“So I’m just going to come out and say it, please don’t be offended: Two physios that you know have suggested that you ignore the tissues and say that pain is all in your head” said the podiatrist.
A podiatry colleague and I were having a conversation about establishing some teaching workshops. I detected some apprehension, and after his comment things seemed to slow down for a moment whilst my natural defensive instinct kicked in. My partner once said to me that “The mind creates thoughts like the body secretes enzymes”, and I experienced this while I had a moment that felt like Neo in Matrix Revolutions. He meets the architect of the matrix in a room of television screens, and at one point the screens begin to show Neo displaying every possible emotion Neo could have in response to a comment by the architect, but outwardly Neo himself stays calm and relaxed.
Now I could have reeled off all about the transmission and propagation of nociception from tissues to spinal cord, and the ongoing effects that nociception can have on persistent pain, but what would that have proven? Not a lot, in my honest opinion, and it just would have made me sound like a douche! Instead, I managed to remain calm and requested that he ask the physiotherapists to contact me to discuss their concerns about my interpretation of pain as an output of the brain. If I’m sending out the wrong message, I want to learn from others on how I can improve my delivery. I am yet to hear from them, however I wanted to share a short reflection.
Interpretation is a fine line to walk. We will always have our own confirmation biases influencing our interpretation of someone else’s message. Trying to get a particular message out without some kind of pushback is difficult.
There are many outcomes that can come from interpretation; feeling threatened, defensiveness, agreement, competitiveness, collaboration. I think the questions to ask ourselves are ‘Does this person’s beliefs match my beliefs?’ ‘Do my beliefs influence my practice? Do I use critical thinking to minimise the effects of my biases? Am I up to date with the science?’ It’s all good and well knowing the science but it’s a whole different ball game interpreting it. That’s a blog for another time.
I think what is important is that one individual’s understanding of pain science over another can give a false sense of everyone thinking about pain differently. An excellent paper by Barker et al (2009) highlights this perfectly. They identify a number of issues that arise resulting in a division by a lack of common language:
‘Patients and professionals appear to define terms differently leading to misunderstandings when both think they are talking on common ground by using particular jargon. Furthermore, misunderstandings among health professionals concerning terminology can arise. Multiple back pain classification systems and terms exist and many health professionals use medical terms in various ways reflecting habit, experience, personal views and professional background. This can hinder effective communication between professionals.’
This is further supported by Stewart (2015) who highlights the challenges for clinicians and patients in understanding pain and translating the complex theories of the biopsychosocial model to the clinical front line.

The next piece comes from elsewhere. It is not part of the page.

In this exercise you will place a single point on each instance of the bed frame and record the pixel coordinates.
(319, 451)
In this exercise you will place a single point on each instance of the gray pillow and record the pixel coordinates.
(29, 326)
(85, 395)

It’s important to question appropriately through use of guided discovery and to be honest and upfront when explaining concepts of pain and the brain if they are even necessary (see blog post here). To highlight that there are biological adaptations going on all the time.
I will wait in anticipation for the two physiotherapists to contact me to discuss their concerns. I accept that my delivery could be something that I need to work on, however, it is also important to consider that it is subject to misinterpretation, lack of understanding of pain neuroscience, threats to livelihoods, confirmation biases (the list can go on and on). Or perhaps they are attempting to administer their clinical clout, we shall wait and see!
Thanks for having a read
Barker, K. L., Reid, M., & Minns Lowe, C. J. (2009). Divided by a lack of common language? A qualitative study exploring the use of language by health professionals treating back pain. BMC Musculoskeletal Disorders, 10, 123. http://doi.org/10.1186/1471-2474-10-123
Stewart, M. (2015). The assumption dilemma : do healthcare professionals have the teaching skills to meet the demands of therapeutic neuroscience education ?, 13(1), 40–42.